This image is licenced by IStockPhotos

‍

“The most that can be expected from any model is that it can supply a useful approximation to reality: All models are wrong; some models are useful.”

- George E. P. Box

Maturity models represent a systematic approach to organizational assessments and improvement that has evolved from early management science theories into sophisticated frameworks. We’ll examine the historical development of maturity models like the Capability Maturity Model (CMM/CMMI), with a specific focus on the OWASP Software Assurance Maturity Model (SAMM), the Building Security In Maturity Model (BSIMM), the Cloud Native Computing Foundation (CNCF) Cloud Native Maturity Model (CNMM), and the Cloud Security Maturity Model (CSMM).

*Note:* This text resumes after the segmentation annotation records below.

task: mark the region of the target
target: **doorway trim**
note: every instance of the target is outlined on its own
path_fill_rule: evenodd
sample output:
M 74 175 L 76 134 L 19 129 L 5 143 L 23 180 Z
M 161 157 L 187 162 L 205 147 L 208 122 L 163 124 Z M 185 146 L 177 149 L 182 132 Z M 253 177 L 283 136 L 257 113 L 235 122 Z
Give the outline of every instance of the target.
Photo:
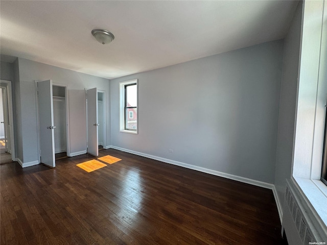
M 66 99 L 66 136 L 67 140 L 67 156 L 68 156 L 71 155 L 71 141 L 69 140 L 69 107 L 68 99 L 68 86 L 54 83 L 52 84 L 52 86 L 65 88 L 65 99 Z
M 39 105 L 37 101 L 37 83 L 40 82 L 39 80 L 34 80 L 34 86 L 35 86 L 35 96 L 36 96 L 36 118 L 38 119 L 36 120 L 36 127 L 37 130 L 36 132 L 37 133 L 37 155 L 38 155 L 38 159 L 39 161 L 39 163 L 41 163 L 41 154 L 40 154 L 40 127 L 39 124 Z M 66 129 L 66 134 L 67 134 L 67 156 L 70 156 L 71 153 L 71 141 L 69 140 L 69 104 L 68 104 L 68 86 L 66 85 L 62 85 L 61 84 L 52 84 L 52 86 L 57 86 L 59 87 L 64 87 L 65 88 L 65 94 L 66 96 L 66 121 L 67 125 L 67 129 Z
M 103 105 L 103 131 L 101 132 L 101 134 L 103 135 L 103 149 L 107 149 L 107 113 L 106 113 L 107 111 L 106 110 L 106 91 L 98 90 L 98 92 L 103 94 L 102 104 Z
M 8 107 L 8 116 L 9 121 L 11 122 L 9 126 L 10 133 L 10 144 L 11 146 L 11 159 L 13 161 L 16 161 L 16 155 L 15 153 L 15 135 L 14 130 L 14 116 L 12 105 L 12 87 L 11 81 L 8 80 L 0 80 L 1 83 L 6 84 L 5 87 L 7 88 L 7 103 Z

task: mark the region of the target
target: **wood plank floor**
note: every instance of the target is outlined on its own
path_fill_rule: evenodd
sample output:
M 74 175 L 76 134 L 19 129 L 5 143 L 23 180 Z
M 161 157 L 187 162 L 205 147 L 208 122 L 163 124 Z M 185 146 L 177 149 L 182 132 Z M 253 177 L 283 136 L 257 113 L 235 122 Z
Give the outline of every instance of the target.
M 84 155 L 1 167 L 4 244 L 283 244 L 271 190 L 113 149 L 88 173 Z

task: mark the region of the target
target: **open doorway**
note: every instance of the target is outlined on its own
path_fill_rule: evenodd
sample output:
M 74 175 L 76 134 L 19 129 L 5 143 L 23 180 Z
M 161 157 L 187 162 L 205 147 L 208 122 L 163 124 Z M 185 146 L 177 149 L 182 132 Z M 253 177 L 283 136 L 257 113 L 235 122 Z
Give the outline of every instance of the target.
M 11 82 L 0 83 L 0 163 L 8 163 L 15 158 Z
M 98 150 L 106 148 L 106 102 L 105 92 L 98 90 Z
M 68 157 L 67 97 L 65 86 L 52 86 L 55 156 L 56 160 Z

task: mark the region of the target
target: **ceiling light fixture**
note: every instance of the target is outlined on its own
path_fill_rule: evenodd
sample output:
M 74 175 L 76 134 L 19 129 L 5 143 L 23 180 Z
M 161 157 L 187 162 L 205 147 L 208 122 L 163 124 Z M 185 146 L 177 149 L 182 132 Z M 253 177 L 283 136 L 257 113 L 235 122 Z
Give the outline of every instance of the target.
M 103 44 L 110 43 L 114 39 L 113 34 L 106 30 L 94 29 L 91 32 L 97 41 Z

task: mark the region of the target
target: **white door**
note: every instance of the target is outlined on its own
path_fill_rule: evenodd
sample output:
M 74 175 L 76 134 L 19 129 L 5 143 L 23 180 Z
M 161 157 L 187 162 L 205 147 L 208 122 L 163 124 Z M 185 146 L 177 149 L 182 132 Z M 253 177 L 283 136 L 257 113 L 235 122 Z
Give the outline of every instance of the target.
M 98 89 L 86 90 L 87 103 L 87 151 L 97 157 L 98 146 Z
M 37 93 L 41 162 L 54 167 L 56 163 L 54 130 L 56 127 L 53 125 L 52 81 L 38 82 Z

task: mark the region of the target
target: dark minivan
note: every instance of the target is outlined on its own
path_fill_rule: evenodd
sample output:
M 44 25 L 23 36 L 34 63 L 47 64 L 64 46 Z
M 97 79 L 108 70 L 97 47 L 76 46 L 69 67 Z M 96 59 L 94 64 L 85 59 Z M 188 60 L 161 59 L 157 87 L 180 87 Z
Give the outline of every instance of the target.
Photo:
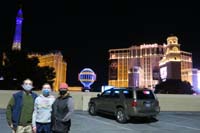
M 91 98 L 88 112 L 112 114 L 119 123 L 131 117 L 155 118 L 160 112 L 159 101 L 150 89 L 111 88 Z

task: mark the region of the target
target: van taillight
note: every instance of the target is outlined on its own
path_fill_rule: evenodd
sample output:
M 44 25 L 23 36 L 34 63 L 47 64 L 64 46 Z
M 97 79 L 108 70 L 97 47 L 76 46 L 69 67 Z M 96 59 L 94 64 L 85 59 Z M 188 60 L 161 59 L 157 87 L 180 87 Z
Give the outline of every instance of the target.
M 159 106 L 159 101 L 156 101 L 156 106 Z
M 136 101 L 132 101 L 131 106 L 132 107 L 136 107 L 137 106 L 137 102 Z

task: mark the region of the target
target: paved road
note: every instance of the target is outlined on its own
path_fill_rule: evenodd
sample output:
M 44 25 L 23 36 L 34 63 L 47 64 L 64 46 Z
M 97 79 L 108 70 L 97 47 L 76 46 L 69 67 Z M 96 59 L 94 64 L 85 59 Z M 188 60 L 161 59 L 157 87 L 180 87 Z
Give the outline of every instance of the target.
M 199 133 L 200 112 L 161 112 L 157 120 L 132 120 L 117 123 L 113 117 L 90 116 L 75 111 L 71 133 Z M 0 110 L 0 133 L 10 133 L 5 120 L 5 110 Z

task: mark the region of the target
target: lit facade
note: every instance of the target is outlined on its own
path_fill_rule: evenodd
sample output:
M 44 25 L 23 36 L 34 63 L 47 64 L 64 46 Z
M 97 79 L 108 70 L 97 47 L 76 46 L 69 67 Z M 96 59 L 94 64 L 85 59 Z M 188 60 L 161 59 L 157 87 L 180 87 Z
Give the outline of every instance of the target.
M 21 34 L 22 34 L 23 13 L 19 9 L 16 17 L 15 35 L 12 44 L 12 50 L 21 50 Z
M 116 87 L 128 86 L 129 49 L 109 50 L 109 85 Z
M 160 78 L 181 79 L 192 84 L 192 54 L 180 51 L 177 37 L 168 37 L 163 45 L 109 50 L 109 85 L 153 88 Z
M 30 54 L 29 58 L 38 57 L 39 66 L 49 66 L 53 67 L 55 70 L 55 79 L 53 83 L 54 91 L 58 91 L 59 84 L 61 82 L 66 82 L 66 73 L 67 73 L 67 63 L 63 61 L 63 56 L 60 52 L 50 53 L 50 54 Z

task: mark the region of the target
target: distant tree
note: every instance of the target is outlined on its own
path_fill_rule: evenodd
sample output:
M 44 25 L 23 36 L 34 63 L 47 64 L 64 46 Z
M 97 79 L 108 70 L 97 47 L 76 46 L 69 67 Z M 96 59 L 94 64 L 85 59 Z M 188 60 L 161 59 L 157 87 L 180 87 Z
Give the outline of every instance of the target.
M 160 94 L 193 94 L 192 86 L 187 81 L 168 79 L 155 86 L 155 93 Z
M 37 57 L 28 58 L 23 51 L 10 51 L 6 56 L 5 64 L 0 67 L 0 75 L 4 78 L 1 89 L 18 89 L 26 78 L 33 80 L 35 89 L 40 89 L 44 83 L 53 84 L 54 68 L 39 67 Z

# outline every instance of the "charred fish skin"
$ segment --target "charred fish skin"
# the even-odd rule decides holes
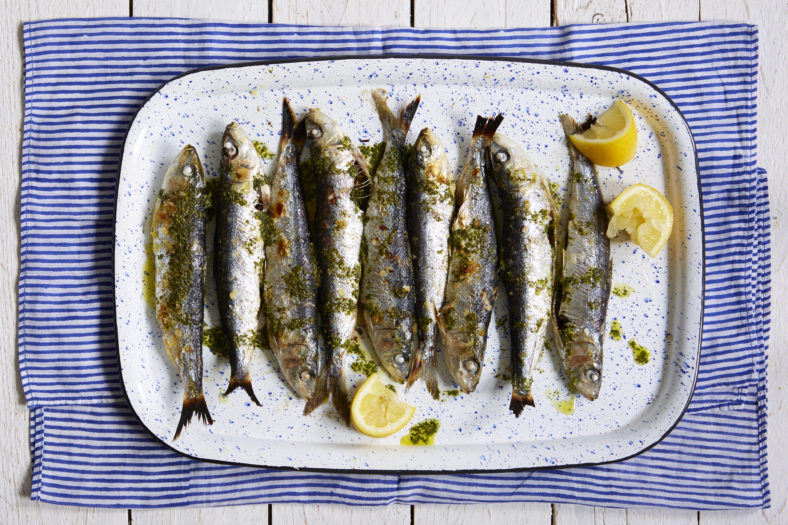
[[[404,383],[411,371],[415,298],[406,225],[405,139],[418,108],[417,96],[395,115],[382,89],[372,91],[385,150],[372,187],[364,226],[361,303],[372,346],[392,378]]]
[[[219,313],[231,348],[230,381],[225,395],[240,387],[258,406],[250,367],[266,258],[265,217],[258,209],[267,197],[267,182],[261,181],[264,176],[251,139],[240,126],[231,123],[221,137],[214,248]]]
[[[419,376],[440,396],[435,360],[435,330],[448,275],[448,237],[454,213],[455,182],[443,142],[425,128],[414,142],[408,169],[407,233],[413,257],[418,346],[407,378]]]
[[[524,405],[534,406],[532,375],[552,315],[556,210],[549,183],[521,144],[496,135],[487,151],[503,208],[499,273],[509,305],[509,409],[519,417]]]
[[[326,359],[304,414],[325,402],[330,392],[332,405],[350,424],[344,360],[355,330],[369,172],[361,153],[325,113],[310,109],[296,135],[309,148],[315,167],[314,246],[321,275],[318,308]]]
[[[559,119],[568,137],[580,128],[568,115]],[[589,401],[602,384],[602,345],[610,299],[612,261],[605,235],[608,214],[593,164],[571,142],[569,220],[555,291],[556,342],[572,384]]]
[[[186,146],[175,157],[154,205],[151,237],[156,320],[164,346],[184,382],[184,403],[173,441],[191,416],[213,424],[203,392],[203,309],[207,214],[203,165]]]
[[[500,113],[476,118],[468,160],[457,181],[448,280],[438,318],[449,372],[466,394],[479,383],[497,294],[498,247],[485,156],[503,120]]]
[[[270,183],[263,303],[268,335],[288,383],[310,399],[318,382],[318,279],[293,141],[296,116],[282,102],[279,161]]]

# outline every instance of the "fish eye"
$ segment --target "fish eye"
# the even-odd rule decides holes
[[[475,374],[476,371],[479,369],[479,364],[474,359],[466,359],[463,366],[465,367],[469,374]]]
[[[238,148],[232,141],[228,140],[225,142],[225,154],[230,157],[238,154]]]

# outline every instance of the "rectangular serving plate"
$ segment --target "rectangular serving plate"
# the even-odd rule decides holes
[[[262,406],[241,390],[221,396],[229,366],[204,349],[204,388],[215,422],[195,420],[173,441],[182,383],[168,359],[150,299],[146,245],[153,203],[172,159],[185,144],[197,148],[206,177],[217,176],[220,140],[235,120],[255,140],[278,151],[281,100],[300,116],[318,107],[355,143],[382,140],[370,90],[382,87],[389,105],[422,102],[411,126],[432,128],[459,174],[476,115],[505,116],[498,131],[522,141],[543,172],[568,198],[569,155],[558,115],[578,120],[615,100],[626,102],[638,131],[637,154],[622,172],[600,168],[606,201],[629,185],[663,192],[674,209],[667,247],[654,259],[626,234],[612,239],[613,284],[634,289],[613,295],[608,327],[622,325],[624,339],[608,338],[600,397],[589,401],[567,386],[560,358],[548,338],[533,389],[536,405],[519,419],[508,410],[511,385],[505,294],[495,303],[481,379],[476,391],[457,394],[439,352],[441,395],[433,400],[417,383],[401,398],[418,407],[411,424],[437,418],[430,446],[405,446],[411,425],[376,439],[348,428],[328,405],[309,416],[282,376],[273,353],[256,351],[252,381]],[[270,175],[276,162],[265,162]],[[528,60],[455,57],[347,57],[240,64],[188,72],[164,84],[129,127],[118,176],[115,221],[115,305],[123,385],[140,422],[168,447],[206,460],[315,470],[471,471],[597,464],[637,455],[677,423],[697,372],[703,310],[704,251],[697,154],[676,105],[653,84],[611,68]],[[565,224],[566,209],[562,206]],[[209,231],[209,252],[212,231]],[[218,324],[209,253],[206,321]],[[503,292],[503,286],[500,285]],[[368,357],[374,354],[363,335]],[[636,364],[628,342],[648,347],[652,360]],[[371,357],[375,359],[375,357]],[[348,364],[355,356],[348,356]],[[347,370],[350,395],[366,377]],[[384,372],[385,379],[388,379]],[[392,383],[389,380],[389,383]],[[567,409],[574,406],[571,413]],[[561,409],[562,410],[559,410]]]

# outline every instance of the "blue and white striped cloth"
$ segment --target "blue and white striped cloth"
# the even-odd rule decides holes
[[[766,470],[769,210],[756,168],[758,35],[744,24],[538,29],[313,28],[173,19],[24,24],[19,364],[32,497],[106,507],[552,501],[760,508]],[[137,423],[118,383],[110,264],[124,132],[146,97],[192,68],[381,54],[530,57],[638,73],[697,143],[706,302],[697,388],[661,443],[617,464],[455,475],[326,474],[202,463]],[[318,466],[318,465],[316,465]]]

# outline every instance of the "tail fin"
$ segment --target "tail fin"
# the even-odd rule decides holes
[[[208,412],[208,405],[205,403],[205,396],[203,394],[194,399],[187,399],[186,396],[184,395],[184,406],[180,409],[180,420],[178,421],[178,427],[175,429],[175,437],[173,438],[173,441],[178,438],[178,436],[180,435],[180,431],[184,427],[188,426],[189,422],[191,421],[191,416],[195,413],[197,414],[197,419],[202,420],[203,423],[209,425],[214,424],[214,420],[211,419],[210,412]]]
[[[522,413],[525,405],[536,406],[533,402],[533,395],[530,391],[527,392],[517,392],[516,390],[512,390],[511,392],[511,401],[509,403],[509,410],[515,412],[516,417],[519,417],[520,414]]]
[[[296,135],[296,113],[290,107],[287,97],[282,99],[282,142],[286,142]]]
[[[416,95],[416,98],[411,101],[411,103],[400,112],[399,117],[388,109],[388,94],[385,89],[373,90],[372,100],[375,103],[375,109],[381,118],[385,135],[388,135],[393,129],[401,129],[405,135],[407,135],[407,131],[411,128],[411,123],[413,122],[413,116],[416,114],[418,103],[422,100],[422,95]]]
[[[427,383],[427,391],[433,396],[433,399],[440,397],[437,366],[435,363],[434,341],[427,341],[426,338],[425,339],[420,338],[418,341],[418,349],[413,356],[413,365],[411,367],[411,374],[407,376],[406,392],[413,386],[419,375],[423,377],[424,381]]]
[[[348,402],[348,387],[344,383],[344,367],[340,368],[339,375],[329,376],[331,383],[331,404],[341,418],[350,426],[350,403]]]
[[[580,126],[569,115],[561,113],[558,116],[558,120],[561,121],[561,128],[563,128],[563,132],[567,134],[567,137],[580,132]]]
[[[323,373],[318,376],[318,386],[314,389],[314,395],[310,399],[307,400],[307,405],[303,408],[303,415],[309,416],[328,399],[329,371],[324,370]]]
[[[257,401],[257,396],[255,395],[255,390],[251,388],[251,379],[249,375],[247,374],[246,377],[238,379],[237,377],[230,377],[230,384],[227,386],[227,391],[225,392],[225,395],[229,395],[236,388],[240,387],[246,390],[247,394],[249,394],[249,397],[255,401],[255,404],[258,406],[262,406],[260,401]]]
[[[476,125],[474,126],[474,135],[472,139],[484,137],[485,140],[492,140],[498,126],[504,121],[504,113],[498,113],[495,116],[485,118],[481,115],[476,116]]]

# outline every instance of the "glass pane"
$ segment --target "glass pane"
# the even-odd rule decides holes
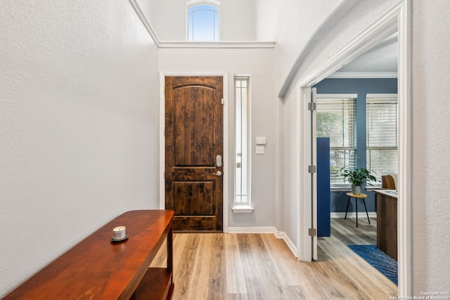
[[[236,193],[235,204],[248,204],[248,79],[235,79]]]
[[[219,40],[219,8],[209,5],[190,7],[188,17],[189,41]]]

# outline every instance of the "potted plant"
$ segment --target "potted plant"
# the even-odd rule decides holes
[[[377,178],[372,175],[375,172],[364,168],[356,168],[349,169],[348,168],[341,168],[338,171],[340,175],[352,184],[352,193],[354,195],[361,194],[361,185],[366,181],[378,181]],[[371,185],[370,182],[368,184]]]

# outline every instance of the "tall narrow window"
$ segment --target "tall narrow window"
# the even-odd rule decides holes
[[[317,137],[330,138],[331,188],[348,186],[337,171],[355,167],[356,95],[317,95]]]
[[[235,206],[250,206],[250,78],[235,77]]]
[[[219,41],[219,5],[215,1],[188,2],[188,41]]]
[[[397,173],[397,94],[368,94],[366,114],[367,167],[376,173],[377,179],[381,182],[382,175]]]

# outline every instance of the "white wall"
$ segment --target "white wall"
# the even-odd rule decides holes
[[[347,2],[343,1],[343,4]],[[442,130],[448,127],[450,108],[446,99],[450,93],[448,84],[450,60],[446,54],[450,44],[448,37],[450,21],[447,18],[450,6],[444,0],[435,1],[432,5],[414,0],[412,2],[411,270],[413,294],[420,296],[420,292],[450,289],[450,262],[447,259],[450,254],[447,237],[450,230],[448,222],[450,202],[445,196],[450,180],[448,171],[450,163],[446,159],[450,138],[446,131]],[[297,192],[292,190],[292,186],[297,183],[295,177],[291,179],[290,176],[295,169],[288,166],[288,162],[295,159],[299,151],[298,145],[292,142],[298,132],[295,122],[297,116],[292,112],[298,105],[295,84],[396,3],[396,0],[360,0],[340,18],[335,20],[330,15],[322,25],[329,30],[319,31],[320,34],[314,38],[316,43],[304,54],[295,53],[295,48],[300,51],[304,46],[300,40],[293,41],[294,44],[284,48],[283,44],[278,42],[278,37],[288,36],[291,30],[287,28],[287,24],[285,27],[278,26],[275,74],[285,74],[290,72],[290,66],[295,67],[290,86],[281,101],[283,142],[281,151],[284,164],[280,172],[285,183],[280,194],[284,201],[283,218],[297,221],[290,213],[297,205],[295,197],[291,197]],[[295,9],[292,5],[284,6],[278,19],[292,16],[294,13],[290,11]],[[303,9],[316,11],[312,11],[312,6],[304,6]],[[280,21],[281,25],[283,22]],[[289,24],[295,27],[295,22],[291,18]],[[298,57],[302,58],[300,63],[296,62]],[[283,84],[276,81],[276,91]],[[286,226],[288,228],[284,228],[286,233],[297,233],[296,223],[288,223]],[[294,237],[290,235],[290,237],[294,240]]]
[[[412,278],[415,294],[450,290],[450,3],[413,1]]]
[[[139,0],[138,2],[161,41],[186,41],[186,0]],[[255,0],[219,2],[220,40],[255,41]]]
[[[158,49],[128,1],[0,2],[0,298],[158,204]]]
[[[274,208],[274,172],[278,137],[276,134],[276,104],[274,101],[273,58],[271,48],[161,48],[160,66],[164,72],[228,72],[229,132],[230,153],[229,187],[229,226],[273,226]],[[264,62],[264,63],[263,63]],[[252,203],[251,214],[233,214],[234,174],[234,83],[235,74],[251,76],[252,109]],[[266,136],[265,154],[255,155],[255,137]]]

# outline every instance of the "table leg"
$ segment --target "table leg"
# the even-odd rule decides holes
[[[364,204],[364,208],[366,209],[366,214],[367,215],[367,221],[368,221],[368,223],[371,223],[371,219],[368,219],[368,213],[367,212],[367,207],[366,206],[366,200],[363,198],[363,203]]]
[[[358,227],[358,198],[354,198],[355,211],[356,212],[356,227]]]
[[[344,218],[344,219],[347,219],[347,211],[348,211],[348,210],[349,210],[349,204],[350,204],[350,198],[352,198],[352,197],[349,197],[349,201],[347,202],[347,209],[345,209],[345,217]]]

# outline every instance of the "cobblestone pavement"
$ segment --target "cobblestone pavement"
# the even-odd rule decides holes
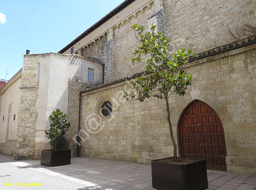
[[[209,190],[256,189],[256,176],[208,173]],[[0,155],[0,189],[156,190],[150,165],[90,158],[72,158],[70,165],[49,167],[40,165],[40,160],[14,161]],[[4,182],[13,186],[4,186]],[[36,182],[41,186],[25,186]]]

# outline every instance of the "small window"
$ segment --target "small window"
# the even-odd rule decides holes
[[[101,113],[103,116],[108,117],[112,112],[112,105],[109,101],[106,101],[101,106]]]
[[[93,83],[93,78],[94,75],[94,70],[88,68],[88,82]]]

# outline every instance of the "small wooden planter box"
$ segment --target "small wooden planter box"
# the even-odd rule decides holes
[[[159,160],[151,161],[154,188],[163,190],[199,190],[208,186],[205,160],[195,159],[198,161],[179,164],[160,162],[157,161]]]
[[[71,150],[43,150],[41,153],[41,165],[52,166],[70,164]]]

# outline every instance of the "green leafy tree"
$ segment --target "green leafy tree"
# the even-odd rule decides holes
[[[163,99],[165,101],[167,119],[169,124],[171,140],[173,146],[174,160],[178,161],[177,145],[172,132],[170,120],[169,98],[172,94],[184,96],[188,86],[191,86],[193,81],[191,75],[182,70],[181,66],[187,63],[189,59],[196,56],[191,50],[182,49],[173,54],[172,59],[168,52],[171,42],[161,32],[155,32],[156,26],[152,25],[150,31],[144,33],[144,26],[134,25],[131,28],[136,33],[140,45],[133,53],[135,57],[131,61],[134,64],[143,65],[146,74],[136,78],[131,91],[124,94],[127,100],[143,102],[151,97]],[[142,59],[145,56],[147,58]]]
[[[63,114],[59,109],[53,112],[53,115],[49,116],[50,120],[50,130],[45,132],[47,138],[51,140],[49,143],[55,150],[57,150],[57,144],[60,141],[63,140],[63,136],[67,134],[70,127],[68,123],[68,115]]]

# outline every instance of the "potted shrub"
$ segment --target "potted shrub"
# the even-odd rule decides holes
[[[137,77],[131,91],[124,95],[127,100],[144,101],[154,97],[163,100],[166,106],[166,114],[171,141],[173,146],[172,157],[152,160],[151,162],[153,187],[169,189],[201,189],[208,186],[205,160],[178,158],[177,144],[173,136],[170,119],[169,98],[172,94],[186,94],[185,90],[191,86],[192,76],[182,69],[196,55],[191,50],[182,49],[173,54],[168,51],[171,42],[158,32],[152,25],[151,31],[144,33],[143,26],[132,27],[138,32],[136,37],[140,45],[133,55],[131,61],[133,64],[143,65],[145,69],[143,75]],[[169,54],[173,54],[172,59]],[[143,56],[142,57],[142,56]],[[143,60],[142,57],[147,57]]]
[[[67,122],[68,116],[57,109],[49,118],[50,130],[45,133],[50,140],[52,149],[42,150],[41,165],[52,166],[70,164],[71,150],[66,149],[69,146],[67,146],[67,140],[64,137],[70,127],[70,123]]]

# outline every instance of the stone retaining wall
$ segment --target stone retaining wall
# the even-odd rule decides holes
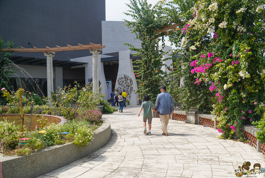
[[[0,178],[34,178],[89,155],[110,138],[110,122],[102,120],[103,124],[96,130],[94,139],[86,147],[69,143],[49,147],[27,156],[4,157],[0,154]]]

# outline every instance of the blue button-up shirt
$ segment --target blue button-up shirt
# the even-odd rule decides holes
[[[163,92],[157,96],[155,109],[158,114],[169,114],[174,110],[173,99],[171,95]]]

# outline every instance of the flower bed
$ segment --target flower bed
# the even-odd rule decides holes
[[[102,125],[95,131],[94,139],[86,147],[68,143],[47,147],[27,156],[0,156],[0,178],[36,177],[89,155],[110,138],[110,122],[106,119],[102,120]]]

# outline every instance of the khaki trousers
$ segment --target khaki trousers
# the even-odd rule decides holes
[[[168,126],[168,121],[169,120],[169,114],[166,115],[159,114],[159,117],[160,118],[160,121],[162,124],[162,129],[164,130],[165,133],[167,134],[168,129],[167,129],[167,126]]]

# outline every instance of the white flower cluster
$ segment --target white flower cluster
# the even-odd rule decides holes
[[[165,3],[167,2],[167,0],[164,0],[164,5],[165,5]]]
[[[197,48],[196,48],[196,47],[194,46],[191,46],[190,47],[190,49],[193,49],[193,50],[195,50],[195,49],[197,49]]]
[[[264,74],[265,74],[265,70],[264,69],[262,70],[262,72],[260,73],[260,75],[262,75]]]
[[[201,42],[197,42],[196,43],[195,43],[195,44],[194,45],[195,46],[200,46],[200,44],[201,43]]]
[[[260,13],[264,9],[264,6],[263,5],[260,5],[258,6],[257,9],[256,9],[256,12],[258,13]]]
[[[188,44],[188,41],[187,40],[187,39],[185,37],[183,37],[181,40],[181,44],[180,45],[180,46],[185,48],[186,47],[186,45]]]
[[[241,13],[241,12],[244,12],[246,11],[246,9],[245,8],[241,8],[240,9],[236,11],[236,14],[238,14],[238,13]]]
[[[241,76],[243,77],[243,79],[245,79],[245,78],[248,78],[249,76],[250,75],[247,72],[246,72],[246,74],[245,74],[243,72],[243,71],[242,71],[239,72],[239,73],[238,73],[238,74],[239,74],[239,75],[240,75]]]
[[[209,23],[213,23],[215,21],[215,20],[214,20],[214,19],[211,18],[209,19]]]
[[[216,2],[214,3],[209,6],[209,7],[208,8],[210,9],[210,10],[212,11],[214,11],[216,10],[217,9],[218,7],[217,5],[217,3]]]
[[[235,29],[237,26],[237,30],[240,32],[245,32],[246,31],[246,30],[243,27],[243,26],[240,25],[239,25],[236,22],[233,21],[233,26],[232,26],[232,27],[234,28],[234,29]]]
[[[226,26],[227,25],[228,23],[228,22],[227,22],[223,21],[223,22],[220,24],[218,26],[219,26],[219,27],[222,29],[225,29],[226,28]]]

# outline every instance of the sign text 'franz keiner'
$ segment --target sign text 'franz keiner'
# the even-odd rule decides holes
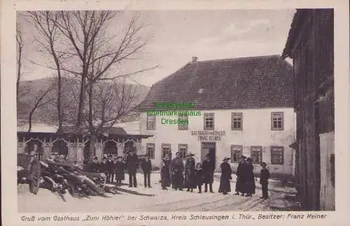
[[[191,135],[198,136],[198,141],[221,141],[226,134],[225,131],[192,130]]]

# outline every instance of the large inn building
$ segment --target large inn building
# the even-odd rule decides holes
[[[196,162],[209,153],[216,168],[231,157],[234,171],[241,155],[251,157],[274,174],[291,176],[295,139],[292,66],[280,56],[197,61],[154,84],[140,104],[140,133],[153,135],[142,146],[160,167],[171,152],[195,154]],[[154,103],[193,103],[196,115],[164,116]],[[176,109],[175,109],[176,110]],[[167,108],[164,111],[175,111]],[[181,109],[181,111],[183,111]],[[162,124],[162,118],[188,120],[188,124]],[[184,159],[185,160],[185,159]]]

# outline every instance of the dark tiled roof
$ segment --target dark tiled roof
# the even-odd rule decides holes
[[[189,62],[154,84],[139,109],[152,109],[154,101],[192,102],[197,109],[292,107],[292,77],[279,55]]]

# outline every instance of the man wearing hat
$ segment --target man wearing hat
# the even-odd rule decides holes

I’ll discuss some security frameworks, such as the NIST Cybersecurity Framework (CSF), even though it is not technically a maturity model, but someone will inevitably ask about it.

‍

‍

Capability Maturity Model Integration (CMM/CMMI)

‍

Capability Maturity Model Integration is a structured framework for assessing and improving an organization’s software development processes. Initially developed as the Capability Maturity Model (CMM) in 1987 by the Software Engineering Institute (SEI) at Carnegie Mellon University (CMU) to evaluate government contractors’ software development capabilities, the successor, CMMI, has evolved into a foundational methodology for continuous process improvement. CMMI is grounded in the principle that the quality of a system or product is significantly influenced by the method used for its development and maintenance. The model emphasizes three fundamental principles: clear process definition, consistent process improvement, and alignment of processes with organizational goals.

‍

CMMI organizes process improvement into five progressively sophisticated maturity levels, each representing a distinct stage in organizational improvement: Initial, Repeatable, Defined, Managed, and Optimizing.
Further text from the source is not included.